On Thu, Jul 10, 2025 at 01:17:40PM +0100, Peter Maydell wrote:
> On Thu, 22 May 2025 at 11:33, Daniel P. Berrangé <[email protected]> wrote:
> >
> > From: Juraj Marcin <[email protected]>
> >
> > To get a listening socket, we need to first create a socket, try binding
> > it to a certain port, and lastly starting listening to it. Each of these
> > operations can fail due to various reasons, one of them being that the
> > requested address/port is already in use. In such case, the function
> > tries the same process with a new port number.
> >
> > This patch refactors the port number loop, so the success path is no
> > longer buried inside the 'if' statements in the middle of the loop. Now,
> > the success path is not nested and ends at the end of the iteration
> > after successful socket creation, binding, and listening. In case any of
> > the operations fails, it either continues to the next iteration (and the
> > next port) or jumps out of the loop to handle the error and exits the
> > function.
> >
> > Signed-off-by: Juraj Marcin <[email protected]>
> > Reviewed-by: Daniel P. Berrangé <[email protected]>
> > Signed-off-by: Daniel P. Berrangé <[email protected]>
> > ---
> >  util/qemu-sockets.c | 51 ++++++++++++++++++++++++---------------------
> >  1 file changed, 27 insertions(+), 24 deletions(-)
> >
> > diff --git a/util/qemu-sockets.c b/util/qemu-sockets.c
> > index 4a878e0527..329fdbfd97 100644
> > --- a/util/qemu-sockets.c
> > +++ b/util/qemu-sockets.c
> 
> 
> Hi; Coverity complains about this code (CID 1610306):
> 
> > @@ -303,11 +303,20 @@ static int inet_listen_saddr(InetSocketAddress *saddr,
> >          port_min = inet_getport(e);
> >          port_max = saddr->has_to ? saddr->to + port_offset : port_min;
> >          for (p = port_min; p <= port_max; p++) {
> > +            if (slisten >= 0) {
> > +                /*
> > +                 * We have a socket we tried with the previous port.
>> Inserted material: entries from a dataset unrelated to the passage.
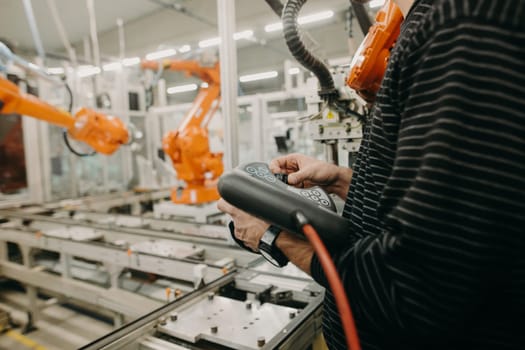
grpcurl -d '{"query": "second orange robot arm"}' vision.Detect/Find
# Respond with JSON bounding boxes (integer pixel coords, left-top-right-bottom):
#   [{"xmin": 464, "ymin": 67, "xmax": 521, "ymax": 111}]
[{"xmin": 0, "ymin": 77, "xmax": 129, "ymax": 155}]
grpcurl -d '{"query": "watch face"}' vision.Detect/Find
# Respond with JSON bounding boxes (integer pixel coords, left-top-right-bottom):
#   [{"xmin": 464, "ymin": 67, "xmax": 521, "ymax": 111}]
[{"xmin": 259, "ymin": 247, "xmax": 281, "ymax": 267}]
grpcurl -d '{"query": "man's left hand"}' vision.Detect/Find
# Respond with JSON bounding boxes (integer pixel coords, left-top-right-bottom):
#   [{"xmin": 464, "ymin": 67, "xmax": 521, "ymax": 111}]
[{"xmin": 217, "ymin": 198, "xmax": 270, "ymax": 252}]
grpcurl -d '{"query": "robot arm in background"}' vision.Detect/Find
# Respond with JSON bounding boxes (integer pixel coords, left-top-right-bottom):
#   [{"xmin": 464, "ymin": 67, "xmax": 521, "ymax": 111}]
[
  {"xmin": 142, "ymin": 60, "xmax": 224, "ymax": 204},
  {"xmin": 0, "ymin": 77, "xmax": 129, "ymax": 155},
  {"xmin": 347, "ymin": 0, "xmax": 403, "ymax": 102}
]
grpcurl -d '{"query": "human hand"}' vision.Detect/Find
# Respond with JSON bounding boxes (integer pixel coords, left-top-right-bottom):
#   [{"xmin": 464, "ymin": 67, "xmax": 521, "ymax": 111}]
[
  {"xmin": 269, "ymin": 153, "xmax": 352, "ymax": 198},
  {"xmin": 217, "ymin": 198, "xmax": 270, "ymax": 252}
]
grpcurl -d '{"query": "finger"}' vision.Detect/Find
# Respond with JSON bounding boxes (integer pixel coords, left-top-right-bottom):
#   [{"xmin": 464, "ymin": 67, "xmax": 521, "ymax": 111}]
[
  {"xmin": 217, "ymin": 198, "xmax": 238, "ymax": 215},
  {"xmin": 268, "ymin": 154, "xmax": 297, "ymax": 173}
]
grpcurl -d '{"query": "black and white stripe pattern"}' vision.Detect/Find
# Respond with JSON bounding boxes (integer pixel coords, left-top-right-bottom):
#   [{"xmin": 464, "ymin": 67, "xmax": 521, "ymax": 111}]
[{"xmin": 312, "ymin": 0, "xmax": 525, "ymax": 350}]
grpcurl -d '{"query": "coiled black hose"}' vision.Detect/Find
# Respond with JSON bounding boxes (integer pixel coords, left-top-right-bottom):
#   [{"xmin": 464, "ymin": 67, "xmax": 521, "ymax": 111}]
[
  {"xmin": 282, "ymin": 0, "xmax": 338, "ymax": 102},
  {"xmin": 265, "ymin": 0, "xmax": 284, "ymax": 18},
  {"xmin": 350, "ymin": 0, "xmax": 372, "ymax": 35},
  {"xmin": 265, "ymin": 0, "xmax": 284, "ymax": 18}
]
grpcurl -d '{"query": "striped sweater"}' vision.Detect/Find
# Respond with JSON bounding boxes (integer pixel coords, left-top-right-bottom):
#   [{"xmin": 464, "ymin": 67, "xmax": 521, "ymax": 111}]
[{"xmin": 311, "ymin": 0, "xmax": 525, "ymax": 350}]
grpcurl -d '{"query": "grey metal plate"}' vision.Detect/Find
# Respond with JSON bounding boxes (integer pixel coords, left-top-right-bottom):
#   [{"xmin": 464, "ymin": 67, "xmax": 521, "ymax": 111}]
[
  {"xmin": 130, "ymin": 239, "xmax": 204, "ymax": 259},
  {"xmin": 159, "ymin": 296, "xmax": 297, "ymax": 350}
]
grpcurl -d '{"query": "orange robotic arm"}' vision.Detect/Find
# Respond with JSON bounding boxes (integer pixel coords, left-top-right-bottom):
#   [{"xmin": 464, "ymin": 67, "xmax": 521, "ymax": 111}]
[
  {"xmin": 142, "ymin": 60, "xmax": 224, "ymax": 204},
  {"xmin": 0, "ymin": 77, "xmax": 129, "ymax": 155},
  {"xmin": 347, "ymin": 0, "xmax": 403, "ymax": 102}
]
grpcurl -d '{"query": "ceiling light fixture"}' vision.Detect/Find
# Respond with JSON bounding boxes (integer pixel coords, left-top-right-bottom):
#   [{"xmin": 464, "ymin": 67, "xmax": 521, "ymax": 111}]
[
  {"xmin": 77, "ymin": 66, "xmax": 101, "ymax": 78},
  {"xmin": 122, "ymin": 57, "xmax": 140, "ymax": 67},
  {"xmin": 368, "ymin": 0, "xmax": 385, "ymax": 8},
  {"xmin": 146, "ymin": 49, "xmax": 177, "ymax": 60},
  {"xmin": 233, "ymin": 30, "xmax": 253, "ymax": 40},
  {"xmin": 199, "ymin": 37, "xmax": 221, "ymax": 49},
  {"xmin": 179, "ymin": 45, "xmax": 191, "ymax": 53},
  {"xmin": 102, "ymin": 62, "xmax": 122, "ymax": 72},
  {"xmin": 46, "ymin": 67, "xmax": 65, "ymax": 75},
  {"xmin": 166, "ymin": 84, "xmax": 198, "ymax": 95},
  {"xmin": 199, "ymin": 30, "xmax": 253, "ymax": 49},
  {"xmin": 264, "ymin": 10, "xmax": 334, "ymax": 33},
  {"xmin": 239, "ymin": 70, "xmax": 279, "ymax": 83}
]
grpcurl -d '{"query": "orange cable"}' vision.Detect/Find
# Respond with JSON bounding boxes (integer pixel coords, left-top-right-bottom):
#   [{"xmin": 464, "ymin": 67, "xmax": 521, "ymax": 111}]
[{"xmin": 302, "ymin": 224, "xmax": 361, "ymax": 350}]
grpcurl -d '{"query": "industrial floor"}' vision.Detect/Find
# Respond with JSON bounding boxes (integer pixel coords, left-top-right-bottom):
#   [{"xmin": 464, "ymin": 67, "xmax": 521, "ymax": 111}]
[{"xmin": 0, "ymin": 290, "xmax": 113, "ymax": 350}]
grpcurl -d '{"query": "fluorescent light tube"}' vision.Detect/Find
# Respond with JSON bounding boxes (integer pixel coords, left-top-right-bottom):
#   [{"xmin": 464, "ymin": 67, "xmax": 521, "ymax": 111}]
[
  {"xmin": 199, "ymin": 37, "xmax": 221, "ymax": 49},
  {"xmin": 199, "ymin": 30, "xmax": 253, "ymax": 49},
  {"xmin": 166, "ymin": 84, "xmax": 198, "ymax": 95},
  {"xmin": 46, "ymin": 67, "xmax": 64, "ymax": 75},
  {"xmin": 102, "ymin": 62, "xmax": 122, "ymax": 72},
  {"xmin": 146, "ymin": 49, "xmax": 177, "ymax": 60},
  {"xmin": 239, "ymin": 70, "xmax": 278, "ymax": 83},
  {"xmin": 77, "ymin": 66, "xmax": 101, "ymax": 78},
  {"xmin": 122, "ymin": 57, "xmax": 140, "ymax": 67},
  {"xmin": 368, "ymin": 0, "xmax": 385, "ymax": 8},
  {"xmin": 264, "ymin": 10, "xmax": 334, "ymax": 33},
  {"xmin": 179, "ymin": 45, "xmax": 191, "ymax": 53},
  {"xmin": 233, "ymin": 30, "xmax": 253, "ymax": 40}
]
It 
> > cannot
> > +                 * be rebound, we need to close it and create a new one.
> > +                 */
> > +                close(slisten);
> > +                slisten = -1;
> 
> Here we set slisten to -1 ...
> 
> > +            }
> >              inet_setport(e, p);
> 
> ...but then two lines later we unconditionally set slisten to
> something else, so the -1 assignment is overwritten without being
> used.
> 
> >              slisten = create_fast_reuse_socket(e);
> 
> What was the intention here ?

The overwriting is correct and intentional - it is best practice
to never leave a variable initialized to an FD number that is now
invalid. IMHO that best practice applies, even if we are going
to re-initialize the variable a short while later, because this
mitigates risk from later code refactoring.

TL;DR: coverity is correctly identifying a redundant assignment,
but the assignment is none the less justified.